In Wirklichkeit, und das geht bei der Süddeutschen glatt unter, birgt Schweichs Bericht jedoch jede Menge Sprengstoff. Denn wer Augen hat zu lesen, der liest. Karsai? Gut und schön. Aber der eigentliche Boss in Afghanistan ist nun mal das Pentagon. Und das sabotiert die Drogenbekämpfung zu Wasser, zu Lande und in der Luft. Und zwar im wahrsten Sinne des Wortes: Die einzig wirksame Bekämpfung der Opium-Plantagen, nämlich die aus der Luft, ist den Generälen ein Greuel. Als der US-Botschafter in Afghanistan, William Wood, ein massives Vernichtungsprogramm aus der Luft gefordert habe, sei klar gewesen, dass man dies Präsident Karsai »und dem Pentagon« unmöglich würde verkaufen können, so Schweich.

»Das Pentagon stand dem Anti-Drogenkampf feindlich gegenüber«, erzählt der Drogenbekämpfer. Drogen hätten für das US-Militär in Afghanistan keine Priorität, zitiert Schweich einen hohen US-General. Die US-Anti-Drogenbehörde D.E.A. hätte »nicht enden wollende Schwierigkeiten« gehabt, vom Pentagon versprochene Helikopter und andere Ausrüstungen zu bekommen. Folgerichtig wären die Versuche, den Drogenanbau zu unterbinden und Drogenhändler festzunehmen, gescheitert.

Die Schwierigkeiten hätten sich verstärkt, als Ende 2006 der US-Kommandeur der Ostfront, General Benjamin Freakley, sämtliche Operationen der D.E.A.  und der afghanischen Drogenpolizei in der zentralen Drogenprovinz Nangarhar gestoppt habe: »Der General sagte, dass Drogenbekämpfung ein unnötiges Hindernis für seine militärischen Operationen darstellen würde«.

»Wenn wir ohnehin die Stellungen der Taliban bombardieren, warum besprühen wir nicht ihre Felder mit einem harmlosen Pflanzengift und schneiden damit ihre Finanzierung ab?«, habe sich auch ein amerikanischer Anti-Terrorexperte gewundert.

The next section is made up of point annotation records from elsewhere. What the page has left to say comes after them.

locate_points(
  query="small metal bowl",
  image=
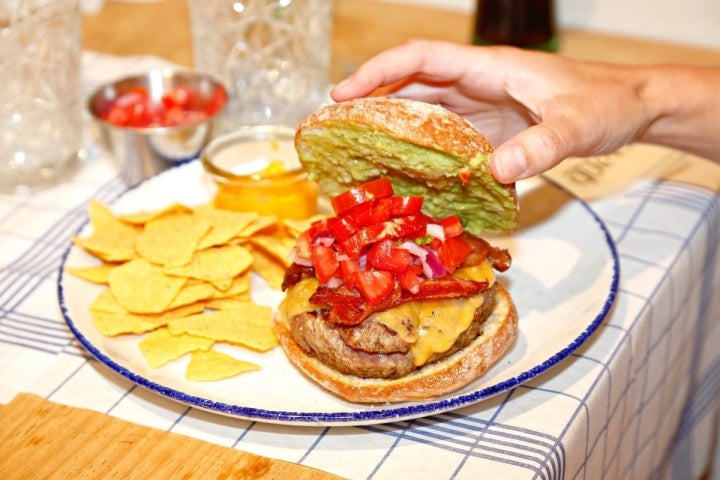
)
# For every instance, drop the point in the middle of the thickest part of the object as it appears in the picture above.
(256, 169)
(144, 151)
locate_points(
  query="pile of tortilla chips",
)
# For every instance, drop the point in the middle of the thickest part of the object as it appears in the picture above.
(181, 277)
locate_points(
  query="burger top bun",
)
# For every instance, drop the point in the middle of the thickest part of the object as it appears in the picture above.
(423, 149)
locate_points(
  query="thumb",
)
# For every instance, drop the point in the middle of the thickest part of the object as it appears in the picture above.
(530, 152)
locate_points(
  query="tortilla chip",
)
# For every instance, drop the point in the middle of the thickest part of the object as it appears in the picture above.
(111, 239)
(216, 264)
(160, 346)
(113, 323)
(277, 246)
(250, 327)
(97, 274)
(141, 287)
(269, 268)
(193, 293)
(213, 365)
(226, 225)
(171, 239)
(233, 303)
(260, 224)
(141, 218)
(240, 284)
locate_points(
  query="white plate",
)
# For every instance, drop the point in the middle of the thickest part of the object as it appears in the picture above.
(563, 279)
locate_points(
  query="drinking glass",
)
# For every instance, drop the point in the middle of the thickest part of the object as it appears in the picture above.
(272, 55)
(40, 93)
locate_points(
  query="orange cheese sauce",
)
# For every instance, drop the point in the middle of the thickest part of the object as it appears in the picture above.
(264, 177)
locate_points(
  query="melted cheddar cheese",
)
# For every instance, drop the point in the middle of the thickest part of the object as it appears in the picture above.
(428, 326)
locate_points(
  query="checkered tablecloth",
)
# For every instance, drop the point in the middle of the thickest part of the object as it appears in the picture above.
(639, 400)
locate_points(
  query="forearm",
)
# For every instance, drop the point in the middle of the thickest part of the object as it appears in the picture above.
(685, 101)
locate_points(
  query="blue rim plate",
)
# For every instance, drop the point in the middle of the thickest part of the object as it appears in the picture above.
(564, 279)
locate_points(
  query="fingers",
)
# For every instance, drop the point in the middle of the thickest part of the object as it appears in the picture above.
(434, 60)
(530, 153)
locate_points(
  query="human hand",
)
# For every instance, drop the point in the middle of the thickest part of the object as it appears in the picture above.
(537, 108)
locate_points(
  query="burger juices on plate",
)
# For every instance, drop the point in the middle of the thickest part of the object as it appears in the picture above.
(394, 298)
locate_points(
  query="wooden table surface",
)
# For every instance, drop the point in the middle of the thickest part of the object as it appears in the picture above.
(361, 29)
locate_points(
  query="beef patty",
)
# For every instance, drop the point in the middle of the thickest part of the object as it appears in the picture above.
(370, 349)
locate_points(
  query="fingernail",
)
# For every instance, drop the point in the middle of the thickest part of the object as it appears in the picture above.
(510, 163)
(342, 84)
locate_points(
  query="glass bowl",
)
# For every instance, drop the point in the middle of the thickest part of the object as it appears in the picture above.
(256, 169)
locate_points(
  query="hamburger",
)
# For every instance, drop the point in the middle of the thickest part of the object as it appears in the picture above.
(395, 297)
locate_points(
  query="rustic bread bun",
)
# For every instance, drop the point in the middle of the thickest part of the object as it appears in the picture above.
(420, 147)
(435, 379)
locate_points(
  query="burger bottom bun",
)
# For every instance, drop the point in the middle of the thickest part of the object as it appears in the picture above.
(445, 376)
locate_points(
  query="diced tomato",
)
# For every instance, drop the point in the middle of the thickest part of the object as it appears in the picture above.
(178, 106)
(375, 285)
(378, 188)
(406, 205)
(385, 256)
(356, 243)
(349, 269)
(325, 262)
(452, 226)
(410, 279)
(177, 97)
(342, 227)
(453, 252)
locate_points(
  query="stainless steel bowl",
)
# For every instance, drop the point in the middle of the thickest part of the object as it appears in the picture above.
(142, 152)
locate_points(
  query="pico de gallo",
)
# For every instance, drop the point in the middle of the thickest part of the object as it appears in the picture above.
(380, 250)
(178, 106)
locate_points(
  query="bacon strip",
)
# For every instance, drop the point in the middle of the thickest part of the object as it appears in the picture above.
(342, 306)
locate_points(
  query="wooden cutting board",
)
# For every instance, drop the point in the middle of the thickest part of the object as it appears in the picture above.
(40, 439)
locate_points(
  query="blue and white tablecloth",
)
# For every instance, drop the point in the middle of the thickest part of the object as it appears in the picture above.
(639, 400)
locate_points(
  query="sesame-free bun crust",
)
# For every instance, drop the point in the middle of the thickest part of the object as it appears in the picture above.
(448, 375)
(422, 148)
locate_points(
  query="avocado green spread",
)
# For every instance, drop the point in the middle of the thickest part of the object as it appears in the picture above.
(339, 157)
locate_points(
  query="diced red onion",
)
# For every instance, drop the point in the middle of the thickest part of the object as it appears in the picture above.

Auch ein Strategiepapier zur Drogenbekämpfung hätten die Pentagon-Leute torpediert: »Zwei hohe Pentagon-Offizielle haben mir doch tatsächlich mit beruflichen Folgen gedroht, falls wir das nicht geheime Papier veröffentlichen würden.«

Ebenso ablehnend habe das Pentagon militärischem Begleitschutz für die Vernichtung von Opiumfeldern gegenüber gestanden, woraufhin diese gescheitert sei: »Karsai und seine Pentagon-Freunde durchkreuzten den Plan«, so Schweich.

Als diesen Frühling neue und erfahrene US-Truppen nach Afghanistan gekommen seien, hätten sie erklärt, der Opium-Ernte nicht in die Quere kommen zu wollen. Das sei »nicht unser Job«, so die Erklärung laut Schweich. Nun ist die Sicherung des Nachschubs natürlich eine der vornehmsten Aufgaben des Militärs. Neu dagegen ist, dass dazu auch der Drogen-Nachschub gehört. Besonders bizarr:  

Die US-Kommandeure wollten »die Vernichtung der Felder nur erlauben, wenn das Außenministerium den Bauern eine großzügige Entschädigung für ihre Opiumpflanzen zahlen würde«. »Bezahlung für Vernichtung ist aber eine verheerende Anti-Drogenpolitik«, so Schweich. »Wenn man Opiumpflanzen bar bezahlt, behalten die Bauern das Geld und pflanzen nächstes Jahr für noch mehr Geld noch mehr an. Und Bauern, die weniger lukrative Pflanzen anbauen, wechseln zum Opiumanbau, damit sie das Geld ebenfalls bekommen können. Drogenexperten nennen solche Angebote ›perverse Anreize‹.  Das hat noch nie irgendwo in der Welt funktioniert, und es würde auch in Ost-Afghanistan nicht funktionieren. Die Bauern standen Schlange, warteten auf die Vernichtung ihrer Pflanzen und bekamen das Geld.«

Ein regelrechtes Programm zur Förderung des Drogenanbaus also, was das Militär da vorschlug.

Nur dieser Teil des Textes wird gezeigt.